C’est cet épisode là que j’avais en tête alors que j’écoutais le notaire lire mon testament à haute voix. ça faisait des semaines que je traînais à le faire et pourtant je pensais à la maman de Sacha et Stella. Quel risque que ça m’arrive : 1 chance sur 1000, 10 000, 100 000?  « Je soussignée Légo, Flora, Louise née à Aix en Provence le 12 mai 1979 pour le cas où je viendrais à décéder avant la majorité de ma fille à naître […] je désigne pour exercer les fonctions de tuteur ChérieLego… » . J’écoutais glacée au coeur de l’été mes propres mots sortir de sa bouche et ils me faisaient l’effet d’un arret de mort prononcé. N’était-ce pas bizarre, j’étais là pleine de vie, caressant mon ventre déformé par les coups de mon bébé, et voila qu’on me parle de mort.

« Dans le cas où le présent testament venait à être contesté, je nomme en conseil de famille… ». J’imaginais sans peine les débats, ma mère qui n’aurait aucun scrupule à demander la garde de notre fille et la couper de son autre maman et le conseil de famille censé défendre mes derniers souhaits. Le notaire n’a pas dit  « ils ont déjà le pacs, pourquoi viennent ils nous emmerder avec le mariage? », il savait lui. Il avait levé les yeux du testament et m’avait dit tristement : « vous savez cela ne garantit pas que le juge décide de l’appliquer ». Je le savais bien, j’avais haussé les épaules avec l’air de dire « mais que faire d’autre? ».

15 jours plus tard je perdais les eaux. Et je me suis dis que j’avais bien fait de ne pas traîner chez le notaire. Je ne craignais pas particulièrement la suite mais plutôt l’accouchement. Quelque chose que je ne pouvais pas maîtriser. Mais pour le moment je maîtrisais très bien. ChérieLégo me disait avec une pointe d’admiration qu’elle me trouvait formidable de calme, moi qui était habituellement nerveuse.

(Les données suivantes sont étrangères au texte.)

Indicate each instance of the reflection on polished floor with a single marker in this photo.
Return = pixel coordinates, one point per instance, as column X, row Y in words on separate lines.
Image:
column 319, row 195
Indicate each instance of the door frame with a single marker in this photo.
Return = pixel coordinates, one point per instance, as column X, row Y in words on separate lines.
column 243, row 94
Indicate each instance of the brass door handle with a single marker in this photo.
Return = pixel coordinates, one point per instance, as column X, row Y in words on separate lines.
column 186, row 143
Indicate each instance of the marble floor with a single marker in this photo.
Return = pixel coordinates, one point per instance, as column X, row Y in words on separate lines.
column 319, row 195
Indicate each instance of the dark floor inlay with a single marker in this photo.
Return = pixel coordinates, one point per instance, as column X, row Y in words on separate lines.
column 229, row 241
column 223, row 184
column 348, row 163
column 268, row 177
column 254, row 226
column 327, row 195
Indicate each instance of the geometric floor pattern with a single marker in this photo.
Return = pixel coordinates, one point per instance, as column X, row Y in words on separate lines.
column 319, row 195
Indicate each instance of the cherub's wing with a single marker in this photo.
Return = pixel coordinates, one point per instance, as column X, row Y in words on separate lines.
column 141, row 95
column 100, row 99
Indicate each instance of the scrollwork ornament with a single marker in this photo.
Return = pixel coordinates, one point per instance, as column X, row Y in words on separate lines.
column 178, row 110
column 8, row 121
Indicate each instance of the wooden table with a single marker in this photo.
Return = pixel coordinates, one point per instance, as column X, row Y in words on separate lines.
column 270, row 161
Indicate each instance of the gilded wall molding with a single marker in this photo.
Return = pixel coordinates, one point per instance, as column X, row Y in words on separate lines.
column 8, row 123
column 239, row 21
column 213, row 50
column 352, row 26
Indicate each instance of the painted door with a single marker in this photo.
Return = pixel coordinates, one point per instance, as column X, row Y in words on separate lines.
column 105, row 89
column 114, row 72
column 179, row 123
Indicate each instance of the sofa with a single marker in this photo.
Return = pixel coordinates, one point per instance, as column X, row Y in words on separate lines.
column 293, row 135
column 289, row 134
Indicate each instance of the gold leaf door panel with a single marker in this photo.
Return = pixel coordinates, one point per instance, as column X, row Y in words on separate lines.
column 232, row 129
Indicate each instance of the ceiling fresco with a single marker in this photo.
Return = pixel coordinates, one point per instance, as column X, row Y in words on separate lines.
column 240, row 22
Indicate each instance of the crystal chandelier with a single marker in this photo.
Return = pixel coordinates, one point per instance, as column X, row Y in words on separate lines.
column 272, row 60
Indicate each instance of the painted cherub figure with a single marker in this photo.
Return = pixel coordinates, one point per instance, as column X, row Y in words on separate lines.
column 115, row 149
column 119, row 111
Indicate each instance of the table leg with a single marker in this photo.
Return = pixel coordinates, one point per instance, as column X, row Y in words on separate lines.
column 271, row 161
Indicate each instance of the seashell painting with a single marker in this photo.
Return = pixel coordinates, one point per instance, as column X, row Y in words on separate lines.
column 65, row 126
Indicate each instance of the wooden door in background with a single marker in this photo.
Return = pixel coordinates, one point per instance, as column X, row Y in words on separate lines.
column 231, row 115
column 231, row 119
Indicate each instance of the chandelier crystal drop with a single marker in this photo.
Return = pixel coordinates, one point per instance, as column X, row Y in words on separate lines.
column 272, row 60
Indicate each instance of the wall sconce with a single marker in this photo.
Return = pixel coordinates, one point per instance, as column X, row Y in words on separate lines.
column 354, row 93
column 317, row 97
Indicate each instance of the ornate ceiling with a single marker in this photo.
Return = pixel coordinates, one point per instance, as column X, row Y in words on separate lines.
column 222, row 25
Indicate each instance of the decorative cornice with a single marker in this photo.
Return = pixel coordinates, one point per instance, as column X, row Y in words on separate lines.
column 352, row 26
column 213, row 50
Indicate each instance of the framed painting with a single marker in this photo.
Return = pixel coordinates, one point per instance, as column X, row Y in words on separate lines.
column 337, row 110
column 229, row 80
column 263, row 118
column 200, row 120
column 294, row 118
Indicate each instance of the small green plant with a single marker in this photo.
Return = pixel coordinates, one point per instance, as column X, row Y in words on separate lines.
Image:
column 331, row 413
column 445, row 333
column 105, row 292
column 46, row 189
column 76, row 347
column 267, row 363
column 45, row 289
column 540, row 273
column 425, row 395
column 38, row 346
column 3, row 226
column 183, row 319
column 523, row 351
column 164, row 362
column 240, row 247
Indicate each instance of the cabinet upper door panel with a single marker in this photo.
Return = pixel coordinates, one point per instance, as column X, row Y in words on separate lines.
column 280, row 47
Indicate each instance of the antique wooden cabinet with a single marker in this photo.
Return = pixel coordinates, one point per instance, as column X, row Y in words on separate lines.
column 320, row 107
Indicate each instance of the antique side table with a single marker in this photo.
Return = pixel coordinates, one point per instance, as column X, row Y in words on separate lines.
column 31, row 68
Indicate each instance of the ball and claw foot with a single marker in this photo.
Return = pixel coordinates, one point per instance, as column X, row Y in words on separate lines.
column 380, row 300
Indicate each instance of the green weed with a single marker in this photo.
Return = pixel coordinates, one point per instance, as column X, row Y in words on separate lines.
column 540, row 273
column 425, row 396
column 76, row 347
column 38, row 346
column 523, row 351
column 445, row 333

En vrai je ne sentais pas grand chose mais je lui ai dis que je gérais et je soufflais de temps en temps pour le montrer, même si je ne sentais rien. Car c’est bien parfois d’être formidable. Et puis est venu le moment : la sage femme est entrée, elle a demandé à ChérieLégo comment elle voulait participer. Elle lui a répondu qu’elle voulait faire tout ce qui était possible. J’ai poussé pendant une demi heure sans succès. Et puis alors que j’étais en train de m’épuiser, la sage femme m’a dit « on y est go go, poussez ». Je me suis dis que c’était du flan parce qu’elle voyait que je fatiguais, puis ChérieLégo s’est exclamée : »je vois sa tête! ».  Tout est allé alors très vite, j’ai poussé une fois, deux fois, ChérieLégo avait saisit le bébé sous les épaules, l’avait sorti de mon corps et déposée sur ma peau en pleurant. ça y est nous étions à présent une famille…

Puis la puéricultrice a prit notre fille.

Elle m’a demandé : « Alors d’après vous, elle pèse combien? »

J’ai dit : 2.4 kg
Elle a dit : bravo !
J’ai dit : mon coeur bat trop vite.

ChérieLégo a demandé : c’est quoi tout ce sang?
La sage femme a répété deux fois : « Allez dans la pièce à côté avec votre bébé ».

J’ai vaguement pensé avant de m’évanouir que mon coeur allait me lâcher, que peut être j’allais mourir. Pas que je faisais une hémorragie. Comme la maman de Sacha.  Il n’y a pas eu de maison sous terre, de testament contesté, de bébé prit en otage et de conseil de famille. Juste un pauv’  testament qui ne sert à rien oublié dans un tiroir.